For a moment, Connie was uncertain, and her breath caught as she considered the possibility of not stopping. This time, just driving on, passing the car. She could get to the next bend, let the trees close around the truck and get lost in the black. To flee the Light and never see it. To not feel the terrible, confounding loss and keep the possibility alive for the next time.

Connie slowed the truck and eased it toward the narrow shoulder. The headlights spilled over the car as the Kenworth jerked to a final stop, its air brakes barking. A Ford. Vermont plates. A bumper with a prominent dent on the right. The driver of the car still had a foot on the brake, and the red flare of the lamps obscured the interior from Connie’s view.

The time is now for what is true.

Connie’s head rose slowly to the shadowed tops of the trees. The sky over them was brightening, and the stars slunk back into invisibility as a more compelling Light arrived.

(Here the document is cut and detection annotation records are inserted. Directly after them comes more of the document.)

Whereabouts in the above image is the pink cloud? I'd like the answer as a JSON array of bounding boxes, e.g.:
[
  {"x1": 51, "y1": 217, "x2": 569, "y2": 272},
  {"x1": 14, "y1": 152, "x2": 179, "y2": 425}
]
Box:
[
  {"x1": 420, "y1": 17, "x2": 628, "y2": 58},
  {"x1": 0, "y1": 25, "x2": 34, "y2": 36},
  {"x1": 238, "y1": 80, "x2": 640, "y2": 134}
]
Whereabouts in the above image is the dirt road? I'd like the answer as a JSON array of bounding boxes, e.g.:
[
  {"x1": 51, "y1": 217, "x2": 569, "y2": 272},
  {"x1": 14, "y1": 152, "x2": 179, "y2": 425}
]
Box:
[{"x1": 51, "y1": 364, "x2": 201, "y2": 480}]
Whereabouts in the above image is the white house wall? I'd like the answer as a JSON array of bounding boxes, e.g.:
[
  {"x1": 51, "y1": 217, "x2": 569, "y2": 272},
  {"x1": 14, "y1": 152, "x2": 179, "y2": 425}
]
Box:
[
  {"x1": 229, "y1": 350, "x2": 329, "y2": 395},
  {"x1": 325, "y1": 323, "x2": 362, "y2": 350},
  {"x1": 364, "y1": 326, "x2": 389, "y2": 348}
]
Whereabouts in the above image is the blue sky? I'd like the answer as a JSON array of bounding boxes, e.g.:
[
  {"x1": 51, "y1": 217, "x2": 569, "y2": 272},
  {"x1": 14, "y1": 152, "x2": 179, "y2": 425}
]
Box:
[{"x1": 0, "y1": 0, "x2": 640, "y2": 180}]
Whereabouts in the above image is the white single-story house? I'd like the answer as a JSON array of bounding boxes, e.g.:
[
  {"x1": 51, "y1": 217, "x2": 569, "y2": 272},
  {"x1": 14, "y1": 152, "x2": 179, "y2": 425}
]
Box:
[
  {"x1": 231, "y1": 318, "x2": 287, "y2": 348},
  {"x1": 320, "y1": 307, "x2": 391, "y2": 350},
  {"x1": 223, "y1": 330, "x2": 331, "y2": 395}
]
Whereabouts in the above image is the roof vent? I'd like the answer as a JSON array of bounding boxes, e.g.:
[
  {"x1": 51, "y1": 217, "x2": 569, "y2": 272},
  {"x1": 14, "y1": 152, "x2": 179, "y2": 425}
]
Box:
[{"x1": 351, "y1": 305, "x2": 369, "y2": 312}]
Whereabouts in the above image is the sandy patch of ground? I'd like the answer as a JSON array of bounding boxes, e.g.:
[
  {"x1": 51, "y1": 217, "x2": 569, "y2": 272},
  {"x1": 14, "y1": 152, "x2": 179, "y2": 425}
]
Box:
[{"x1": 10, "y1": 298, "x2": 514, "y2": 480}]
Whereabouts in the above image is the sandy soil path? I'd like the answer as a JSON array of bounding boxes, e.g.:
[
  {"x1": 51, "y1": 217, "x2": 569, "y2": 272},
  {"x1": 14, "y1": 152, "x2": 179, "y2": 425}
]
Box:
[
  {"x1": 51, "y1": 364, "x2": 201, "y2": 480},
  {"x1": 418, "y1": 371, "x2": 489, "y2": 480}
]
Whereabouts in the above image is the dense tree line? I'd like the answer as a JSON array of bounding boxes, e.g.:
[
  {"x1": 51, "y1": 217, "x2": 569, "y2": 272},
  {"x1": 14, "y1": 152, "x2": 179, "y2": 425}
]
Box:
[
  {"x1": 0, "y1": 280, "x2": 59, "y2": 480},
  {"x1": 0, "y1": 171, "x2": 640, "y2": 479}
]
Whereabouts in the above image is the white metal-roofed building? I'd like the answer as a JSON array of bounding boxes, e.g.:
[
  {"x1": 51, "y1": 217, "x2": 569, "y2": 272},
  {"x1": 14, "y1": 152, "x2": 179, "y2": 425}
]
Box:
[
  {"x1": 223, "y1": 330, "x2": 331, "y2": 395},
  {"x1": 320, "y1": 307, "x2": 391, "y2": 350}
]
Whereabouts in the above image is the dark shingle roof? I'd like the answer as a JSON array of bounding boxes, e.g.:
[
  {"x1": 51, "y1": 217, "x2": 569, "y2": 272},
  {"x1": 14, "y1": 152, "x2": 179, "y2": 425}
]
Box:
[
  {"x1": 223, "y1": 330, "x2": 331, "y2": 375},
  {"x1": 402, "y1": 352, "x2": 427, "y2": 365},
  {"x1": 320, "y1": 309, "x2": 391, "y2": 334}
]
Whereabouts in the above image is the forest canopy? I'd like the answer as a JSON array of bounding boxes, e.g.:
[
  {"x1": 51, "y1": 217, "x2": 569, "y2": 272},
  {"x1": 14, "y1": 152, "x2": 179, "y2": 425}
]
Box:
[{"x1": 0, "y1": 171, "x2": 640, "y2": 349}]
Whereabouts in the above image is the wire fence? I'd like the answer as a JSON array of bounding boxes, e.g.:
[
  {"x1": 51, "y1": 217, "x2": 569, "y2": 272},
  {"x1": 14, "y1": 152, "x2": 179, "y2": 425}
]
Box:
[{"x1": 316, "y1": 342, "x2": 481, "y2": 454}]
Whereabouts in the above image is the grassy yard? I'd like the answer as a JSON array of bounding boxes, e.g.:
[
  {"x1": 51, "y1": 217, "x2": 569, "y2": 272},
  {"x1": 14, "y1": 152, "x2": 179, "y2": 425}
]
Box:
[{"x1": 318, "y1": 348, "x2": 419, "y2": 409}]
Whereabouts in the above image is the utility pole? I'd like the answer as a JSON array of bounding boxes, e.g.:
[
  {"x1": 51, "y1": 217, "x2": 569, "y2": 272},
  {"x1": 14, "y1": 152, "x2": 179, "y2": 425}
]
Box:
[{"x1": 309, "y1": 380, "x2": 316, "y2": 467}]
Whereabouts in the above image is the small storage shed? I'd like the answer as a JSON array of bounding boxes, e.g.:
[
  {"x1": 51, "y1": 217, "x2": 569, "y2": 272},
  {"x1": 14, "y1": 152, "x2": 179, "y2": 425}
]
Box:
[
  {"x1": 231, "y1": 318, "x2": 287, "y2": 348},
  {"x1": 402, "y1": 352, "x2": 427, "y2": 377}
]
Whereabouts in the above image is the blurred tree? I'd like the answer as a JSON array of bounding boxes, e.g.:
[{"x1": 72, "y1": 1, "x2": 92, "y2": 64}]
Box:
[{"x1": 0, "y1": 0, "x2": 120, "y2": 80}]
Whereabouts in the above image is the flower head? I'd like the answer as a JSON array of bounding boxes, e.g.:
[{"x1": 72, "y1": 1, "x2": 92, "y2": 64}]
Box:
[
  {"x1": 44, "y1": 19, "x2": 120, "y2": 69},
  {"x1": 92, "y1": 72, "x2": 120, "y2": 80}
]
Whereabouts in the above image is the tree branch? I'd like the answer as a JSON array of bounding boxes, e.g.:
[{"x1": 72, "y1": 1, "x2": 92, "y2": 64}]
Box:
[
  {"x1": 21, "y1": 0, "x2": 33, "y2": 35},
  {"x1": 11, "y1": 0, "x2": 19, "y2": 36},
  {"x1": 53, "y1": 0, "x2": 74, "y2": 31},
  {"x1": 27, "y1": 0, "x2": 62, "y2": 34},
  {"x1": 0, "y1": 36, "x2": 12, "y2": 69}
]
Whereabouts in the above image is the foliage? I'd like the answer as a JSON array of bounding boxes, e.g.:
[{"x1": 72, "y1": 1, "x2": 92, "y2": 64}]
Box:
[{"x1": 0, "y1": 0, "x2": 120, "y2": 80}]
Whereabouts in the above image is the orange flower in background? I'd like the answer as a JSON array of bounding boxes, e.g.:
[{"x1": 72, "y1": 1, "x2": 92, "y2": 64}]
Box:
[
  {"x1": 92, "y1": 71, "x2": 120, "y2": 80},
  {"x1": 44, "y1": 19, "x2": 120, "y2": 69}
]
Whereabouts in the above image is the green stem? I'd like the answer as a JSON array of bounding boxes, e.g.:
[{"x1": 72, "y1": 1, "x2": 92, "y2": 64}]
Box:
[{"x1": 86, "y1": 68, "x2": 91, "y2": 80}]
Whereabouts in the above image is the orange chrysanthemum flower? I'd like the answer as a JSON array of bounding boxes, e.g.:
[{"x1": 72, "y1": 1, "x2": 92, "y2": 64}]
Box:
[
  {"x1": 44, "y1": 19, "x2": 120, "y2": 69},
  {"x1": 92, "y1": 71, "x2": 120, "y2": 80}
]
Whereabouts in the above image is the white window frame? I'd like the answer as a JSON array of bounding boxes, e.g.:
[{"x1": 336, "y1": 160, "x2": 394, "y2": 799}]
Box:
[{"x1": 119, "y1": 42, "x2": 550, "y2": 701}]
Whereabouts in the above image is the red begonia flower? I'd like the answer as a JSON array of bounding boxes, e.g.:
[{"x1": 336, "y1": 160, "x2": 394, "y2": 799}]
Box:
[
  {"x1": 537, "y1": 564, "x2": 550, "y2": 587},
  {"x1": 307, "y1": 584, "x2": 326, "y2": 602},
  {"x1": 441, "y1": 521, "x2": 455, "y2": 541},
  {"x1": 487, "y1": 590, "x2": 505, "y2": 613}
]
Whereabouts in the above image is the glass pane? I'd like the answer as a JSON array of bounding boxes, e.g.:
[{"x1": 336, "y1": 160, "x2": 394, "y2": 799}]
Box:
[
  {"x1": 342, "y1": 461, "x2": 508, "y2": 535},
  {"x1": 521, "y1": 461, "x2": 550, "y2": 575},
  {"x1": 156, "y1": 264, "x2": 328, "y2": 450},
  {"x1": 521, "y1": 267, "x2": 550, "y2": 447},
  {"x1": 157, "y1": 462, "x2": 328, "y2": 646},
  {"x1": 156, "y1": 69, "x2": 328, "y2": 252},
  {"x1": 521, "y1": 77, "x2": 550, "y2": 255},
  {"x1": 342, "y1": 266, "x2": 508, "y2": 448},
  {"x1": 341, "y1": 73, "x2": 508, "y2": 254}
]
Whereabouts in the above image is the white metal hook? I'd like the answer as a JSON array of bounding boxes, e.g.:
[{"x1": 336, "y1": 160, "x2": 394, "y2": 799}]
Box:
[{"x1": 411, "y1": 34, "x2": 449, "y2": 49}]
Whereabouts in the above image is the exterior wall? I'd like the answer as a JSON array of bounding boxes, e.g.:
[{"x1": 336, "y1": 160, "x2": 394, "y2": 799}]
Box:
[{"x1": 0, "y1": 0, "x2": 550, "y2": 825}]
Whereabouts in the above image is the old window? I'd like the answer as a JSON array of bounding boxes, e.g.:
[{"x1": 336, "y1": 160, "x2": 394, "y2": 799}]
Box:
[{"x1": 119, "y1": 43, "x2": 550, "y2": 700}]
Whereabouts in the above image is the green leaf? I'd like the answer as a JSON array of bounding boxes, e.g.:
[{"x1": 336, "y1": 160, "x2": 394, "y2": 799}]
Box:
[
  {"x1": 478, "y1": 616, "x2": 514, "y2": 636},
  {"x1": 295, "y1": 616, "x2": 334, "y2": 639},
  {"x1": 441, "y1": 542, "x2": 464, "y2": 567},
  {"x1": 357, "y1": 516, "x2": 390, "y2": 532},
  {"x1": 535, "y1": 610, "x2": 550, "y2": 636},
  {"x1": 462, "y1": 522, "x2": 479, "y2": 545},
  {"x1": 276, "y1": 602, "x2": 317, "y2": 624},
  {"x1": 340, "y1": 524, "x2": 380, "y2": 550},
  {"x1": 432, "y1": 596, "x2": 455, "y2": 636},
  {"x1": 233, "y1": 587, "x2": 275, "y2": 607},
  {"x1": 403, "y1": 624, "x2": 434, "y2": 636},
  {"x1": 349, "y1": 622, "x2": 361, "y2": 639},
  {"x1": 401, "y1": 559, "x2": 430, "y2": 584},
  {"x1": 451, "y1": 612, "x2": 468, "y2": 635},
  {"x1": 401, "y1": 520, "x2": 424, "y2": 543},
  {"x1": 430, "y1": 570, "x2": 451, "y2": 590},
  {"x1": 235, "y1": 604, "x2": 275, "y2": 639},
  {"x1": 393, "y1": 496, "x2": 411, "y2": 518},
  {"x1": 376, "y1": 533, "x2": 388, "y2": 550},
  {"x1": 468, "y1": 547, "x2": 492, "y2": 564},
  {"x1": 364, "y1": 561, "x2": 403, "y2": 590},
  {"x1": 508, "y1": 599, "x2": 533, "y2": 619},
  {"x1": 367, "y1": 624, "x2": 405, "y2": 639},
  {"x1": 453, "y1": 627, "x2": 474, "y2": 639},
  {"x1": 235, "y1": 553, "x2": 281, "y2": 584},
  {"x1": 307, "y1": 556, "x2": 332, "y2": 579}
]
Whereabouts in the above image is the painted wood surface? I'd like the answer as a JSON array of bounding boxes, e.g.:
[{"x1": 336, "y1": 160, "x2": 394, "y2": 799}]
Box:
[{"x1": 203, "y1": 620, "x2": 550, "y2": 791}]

Earthly lights hid their faces too. The car’s lamps flickered and went out. Connie’s headlights and dash instruments did the same, though whatever had caused them to fail did not affect the radio, and the slide guitar droned on. Connie saw the front doors of the Ford crack open hesitantly as the world exploded around them.

Someone’s gonna lose their heart tonight.

The Light came down on them like a storm. Connie cringed under its power, and the cab filled with terrible whiteness. Her shadow slid across the space behind her as the Light’s unseen and unseeable source swung above them. She shielded her eyes with her hand, and as the Light moved, Connie’s hand followed, extending slowly toward it. Through the panes of her glasses, she gawked in awe. It grew suddenly frigid in the cab, and her breath came out in thick clouds.

The Light stopped moving, a blinding eye high above them. Connie’s arm halted its arc. She could not move, and her hand was frozen between warding and pleading. She tried to will her it to the door handle. Perhaps if she could just open the door, then she could get out. She could go with them. Connie’s body strained against itself, but it would not obey.

It just ain’t gonna be you.

The doors of the Ford were now thrown open, and on either side of the car, two figures now stood. A man and a woman. The Light bore down on them as if it had weight. The figures staggered into the road. Their backs were to Connie, and their shadows thinned on the asphalt, each movement of the originals exaggerated and distorted by their dark doubles. The forms jittered on the ground, and Connie could see a third, misshapen shadow past the couple. It was motioning slowly. Inviting.

The Light grew, and its cold ferocity filled the world. Connie’s hand dropped limply to her lap, and her eyes somehow opened wider, as if they were trying to draw all of the Light in. There was so much, it was so strong that even the blood vessels of Connie’s eyes cast pulsing shadows within the whites.

Someone’s gonna lose their heart tonight.

It just ain’t gonna be you.

The Light was gone. And, as Connie knew they would be, so was the couple. Their car sat open and dark, the doors offering only an empty shrug to the puzzled state trooper who would find it tomorrow.

The witness placed her hands, obedient once more, on the wheel, and the truck’s engine drummed back to life. The song was gone, replaced by a crackle of static, and the sickly beams of the headlights flopped onto the ground.

Connie sat motionless for several minutes. As her heart slowed, still secure in her chest, she looked once at the map on the passenger seat, and then she put the Kenworth into gear to begin the loop back down to the Bee-Hive.